On Oct 29, 2007, at 10:39 AM, Alnisa Allgood wrote:
I'm looking for ideas and or best practices for implementing remote
access for file-sharing purposes.
I'm working with a nonprofit that is growing, and the result of that
growth is having staff members with home offices in other locations
(DC, Los Angeles, Chicago, Connecticut, etc.). The primary office is
in San Francisco.
Your first thing to implement should be VPN. Then you'll be "on the
local network" even though you're at a remote location. This should
be done at the network borders of these remote sites. This is not the
user based VPN of OS X Server however but one for the whole networks.

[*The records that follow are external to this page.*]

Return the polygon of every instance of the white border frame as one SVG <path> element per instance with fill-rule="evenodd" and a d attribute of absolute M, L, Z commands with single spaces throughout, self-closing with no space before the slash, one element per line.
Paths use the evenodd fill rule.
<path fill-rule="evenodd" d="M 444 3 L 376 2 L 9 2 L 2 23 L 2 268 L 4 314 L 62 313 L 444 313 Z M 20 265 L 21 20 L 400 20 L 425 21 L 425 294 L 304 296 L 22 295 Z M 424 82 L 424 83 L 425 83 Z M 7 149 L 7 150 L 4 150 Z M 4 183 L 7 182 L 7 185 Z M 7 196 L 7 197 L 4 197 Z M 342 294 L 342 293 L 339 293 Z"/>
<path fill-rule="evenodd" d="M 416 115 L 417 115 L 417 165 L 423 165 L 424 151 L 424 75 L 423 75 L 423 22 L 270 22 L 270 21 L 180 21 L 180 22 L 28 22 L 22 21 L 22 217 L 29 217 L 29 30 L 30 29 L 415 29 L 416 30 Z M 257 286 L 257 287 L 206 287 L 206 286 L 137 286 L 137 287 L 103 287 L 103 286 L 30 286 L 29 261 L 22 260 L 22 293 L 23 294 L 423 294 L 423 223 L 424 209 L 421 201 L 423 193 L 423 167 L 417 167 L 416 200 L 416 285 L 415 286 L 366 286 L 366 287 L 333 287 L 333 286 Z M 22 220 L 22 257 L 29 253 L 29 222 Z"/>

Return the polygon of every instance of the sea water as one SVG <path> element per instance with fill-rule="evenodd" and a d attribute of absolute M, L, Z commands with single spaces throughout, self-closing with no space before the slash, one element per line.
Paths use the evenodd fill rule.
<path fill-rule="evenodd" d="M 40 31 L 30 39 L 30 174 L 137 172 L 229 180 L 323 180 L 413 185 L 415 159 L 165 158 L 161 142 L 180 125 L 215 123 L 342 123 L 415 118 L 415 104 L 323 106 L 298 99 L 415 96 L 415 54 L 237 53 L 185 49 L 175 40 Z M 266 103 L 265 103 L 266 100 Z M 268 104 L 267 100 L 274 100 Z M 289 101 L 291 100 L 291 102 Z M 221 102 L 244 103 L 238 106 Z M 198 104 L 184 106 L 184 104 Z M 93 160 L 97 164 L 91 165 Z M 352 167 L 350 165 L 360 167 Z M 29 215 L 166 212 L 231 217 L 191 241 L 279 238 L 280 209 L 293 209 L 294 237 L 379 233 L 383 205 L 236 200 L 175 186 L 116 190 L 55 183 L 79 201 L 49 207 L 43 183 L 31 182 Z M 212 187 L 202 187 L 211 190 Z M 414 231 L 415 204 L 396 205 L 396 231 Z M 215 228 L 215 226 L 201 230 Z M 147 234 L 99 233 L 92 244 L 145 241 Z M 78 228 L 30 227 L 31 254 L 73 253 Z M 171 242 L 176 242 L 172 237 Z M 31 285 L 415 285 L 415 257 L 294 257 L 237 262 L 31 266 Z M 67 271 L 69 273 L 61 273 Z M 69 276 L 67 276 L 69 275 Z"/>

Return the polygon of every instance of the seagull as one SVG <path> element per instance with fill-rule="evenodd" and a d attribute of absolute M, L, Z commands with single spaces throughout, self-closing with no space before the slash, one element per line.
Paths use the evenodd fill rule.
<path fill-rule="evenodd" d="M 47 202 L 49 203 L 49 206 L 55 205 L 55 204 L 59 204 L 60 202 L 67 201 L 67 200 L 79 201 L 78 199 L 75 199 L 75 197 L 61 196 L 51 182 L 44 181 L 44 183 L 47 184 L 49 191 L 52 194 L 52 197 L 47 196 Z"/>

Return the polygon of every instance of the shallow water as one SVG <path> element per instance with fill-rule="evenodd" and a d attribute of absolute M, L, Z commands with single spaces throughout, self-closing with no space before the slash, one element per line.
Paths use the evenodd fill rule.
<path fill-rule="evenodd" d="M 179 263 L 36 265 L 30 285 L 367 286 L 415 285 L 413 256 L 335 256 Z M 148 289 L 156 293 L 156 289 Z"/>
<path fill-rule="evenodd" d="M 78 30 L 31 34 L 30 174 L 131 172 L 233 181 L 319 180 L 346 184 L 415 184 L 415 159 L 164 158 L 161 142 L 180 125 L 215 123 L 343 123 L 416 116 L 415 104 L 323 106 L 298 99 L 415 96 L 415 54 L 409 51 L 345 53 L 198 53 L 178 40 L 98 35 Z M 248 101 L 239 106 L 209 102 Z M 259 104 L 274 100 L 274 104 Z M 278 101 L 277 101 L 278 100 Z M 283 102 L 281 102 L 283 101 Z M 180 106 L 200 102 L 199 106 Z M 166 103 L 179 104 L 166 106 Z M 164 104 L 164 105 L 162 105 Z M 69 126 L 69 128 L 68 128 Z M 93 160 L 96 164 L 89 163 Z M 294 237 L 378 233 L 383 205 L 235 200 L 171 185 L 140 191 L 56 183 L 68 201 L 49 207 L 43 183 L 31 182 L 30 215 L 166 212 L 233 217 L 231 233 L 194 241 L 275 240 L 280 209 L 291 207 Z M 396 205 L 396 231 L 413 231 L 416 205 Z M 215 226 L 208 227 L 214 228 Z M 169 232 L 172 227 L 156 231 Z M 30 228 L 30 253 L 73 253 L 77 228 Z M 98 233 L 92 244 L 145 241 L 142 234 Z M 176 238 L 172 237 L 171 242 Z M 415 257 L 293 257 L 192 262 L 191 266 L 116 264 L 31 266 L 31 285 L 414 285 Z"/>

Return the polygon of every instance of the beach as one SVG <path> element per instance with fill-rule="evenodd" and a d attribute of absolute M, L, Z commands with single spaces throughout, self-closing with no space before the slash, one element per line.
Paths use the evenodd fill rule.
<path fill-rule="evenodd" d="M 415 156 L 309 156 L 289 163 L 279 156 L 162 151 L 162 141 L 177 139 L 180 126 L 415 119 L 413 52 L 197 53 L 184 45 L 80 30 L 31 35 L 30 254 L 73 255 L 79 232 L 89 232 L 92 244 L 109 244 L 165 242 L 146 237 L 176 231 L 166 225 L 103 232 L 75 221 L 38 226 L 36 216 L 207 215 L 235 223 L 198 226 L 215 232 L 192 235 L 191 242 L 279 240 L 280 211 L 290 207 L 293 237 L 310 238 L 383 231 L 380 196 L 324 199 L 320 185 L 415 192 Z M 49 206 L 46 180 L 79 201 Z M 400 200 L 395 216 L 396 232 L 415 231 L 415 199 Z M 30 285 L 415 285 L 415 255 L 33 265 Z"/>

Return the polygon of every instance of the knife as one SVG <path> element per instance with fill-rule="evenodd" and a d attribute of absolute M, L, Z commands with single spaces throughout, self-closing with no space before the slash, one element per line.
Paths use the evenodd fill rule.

Currently, users are using AFP with an IP address to mount the file
storage area remotely. As you can imagine this can be extremely slow
for the remote users.
Well it's as fast as your link. If it's not fast enough, and you
require remote access, upgrade.
I'm looking for a solution that would be
'faster' —in general, I'd expect some users would still be slower than
others based on their connection—more secure, stable, cross platform,
and not super expensive to set-up. We can purchase some software and
items, but if it costs more than say a Mac OS X Server Unlimited
Server license, then its debatable if would could do it.
Beyond that there are distributed filesystems such as Andrew, which
was already mentioned, but these really are designed to solve a
different problem than what you are asking for. So it's not going to
offer much to solve your issue and may even exacerbate it.
You could consider replicating and synchronizing certain data and
files. But if your issue is one requiring remote access to remote
resources you need to improve your connections.